What was The Inner Circle? No one was ever quite sure; we only knew that there were nine levels to reach the bottom of the circle … and we each were given a personalized handbasket.
I read that column the other day, and all I could say afterward was … what in the name of the Flying Spaghetti Monster was I thinking? Didn’t I realize that eventually I’d be back to getting lost in the hallways and stairwells of 111 N. Fir St.?
Blame it on my apparently lifelong fascination and/or addiction to the hunting, gathering and sharing of information — a genetic malfunction activated long before it dawned on a kid trying to figure out which way the wind was blowing as he sat tied to the clothesline pole that you could spell “NEWS” by looking at the weather vane.
I’ve reached the stage now, though, where a certain-something is missing.
Boredom? Frustration? Sadness at the ways of the world, the state of the state, the mess that is the media? Been there, done that ... what else you got?
Cynicism? Well, as Lily Tomlin said when Jane Wagner went looking for signs of intelligent life in the universe, “No matter how cynical you become, it’s never enough to keep up.”
And they said that back in 1985, when I was in-between the farewell column I wrote at 25 and the one I would write at 30.
I once worked with a reporter who called in sick with an “intense bout of ennui” — and now, more mornings than not, I know how he felt.

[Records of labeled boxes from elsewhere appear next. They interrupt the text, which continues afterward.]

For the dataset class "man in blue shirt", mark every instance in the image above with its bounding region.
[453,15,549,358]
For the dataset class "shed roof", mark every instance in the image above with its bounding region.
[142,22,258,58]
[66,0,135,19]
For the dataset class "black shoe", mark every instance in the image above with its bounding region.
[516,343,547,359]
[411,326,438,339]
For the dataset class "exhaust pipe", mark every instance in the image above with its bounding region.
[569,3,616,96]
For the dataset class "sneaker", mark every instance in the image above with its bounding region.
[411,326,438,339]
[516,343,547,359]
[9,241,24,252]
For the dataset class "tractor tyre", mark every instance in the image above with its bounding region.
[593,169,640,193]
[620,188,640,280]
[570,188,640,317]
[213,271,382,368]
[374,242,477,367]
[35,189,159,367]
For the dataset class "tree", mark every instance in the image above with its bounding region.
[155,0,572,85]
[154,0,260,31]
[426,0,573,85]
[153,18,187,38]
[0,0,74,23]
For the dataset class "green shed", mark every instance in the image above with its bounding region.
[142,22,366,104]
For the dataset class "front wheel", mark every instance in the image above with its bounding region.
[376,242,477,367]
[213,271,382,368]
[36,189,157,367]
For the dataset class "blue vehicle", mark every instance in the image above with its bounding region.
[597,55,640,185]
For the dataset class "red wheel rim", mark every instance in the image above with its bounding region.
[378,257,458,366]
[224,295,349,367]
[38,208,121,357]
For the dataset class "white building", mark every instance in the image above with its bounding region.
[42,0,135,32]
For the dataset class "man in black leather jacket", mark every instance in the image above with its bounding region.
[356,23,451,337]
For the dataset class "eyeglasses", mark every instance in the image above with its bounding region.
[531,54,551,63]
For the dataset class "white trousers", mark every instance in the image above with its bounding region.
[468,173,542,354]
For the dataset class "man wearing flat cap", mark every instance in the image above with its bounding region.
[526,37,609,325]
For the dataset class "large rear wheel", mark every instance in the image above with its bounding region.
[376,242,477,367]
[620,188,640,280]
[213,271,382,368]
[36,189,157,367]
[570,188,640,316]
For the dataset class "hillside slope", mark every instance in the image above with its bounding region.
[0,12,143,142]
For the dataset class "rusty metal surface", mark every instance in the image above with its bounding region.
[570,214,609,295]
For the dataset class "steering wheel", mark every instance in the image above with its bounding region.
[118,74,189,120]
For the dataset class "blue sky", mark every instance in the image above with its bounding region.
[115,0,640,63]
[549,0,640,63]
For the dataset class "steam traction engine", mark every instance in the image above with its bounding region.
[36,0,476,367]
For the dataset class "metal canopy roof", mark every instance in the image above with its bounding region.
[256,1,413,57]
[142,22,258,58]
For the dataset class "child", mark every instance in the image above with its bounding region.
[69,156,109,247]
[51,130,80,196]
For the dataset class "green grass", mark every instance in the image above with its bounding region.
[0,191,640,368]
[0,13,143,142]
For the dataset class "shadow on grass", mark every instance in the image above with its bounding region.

So, while there are legions who deserve thanks, starting with anyone who has bothered to read my blabbering and bloviationing lo these many years, my thoughts are focused on how I’ll put words together from this point forward — sometimes, perhaps, even in an order that makes sense.
For, goodness knows, as anyone and their cat will tell you, I’m not wired to keep my mouth shut.
But that’s for another day. At the moment, though, I think I’ll take my cue from the Head of the Household and stretch out on the living-room rug.
... for tomorrow may rain, so I’ll follow the sun.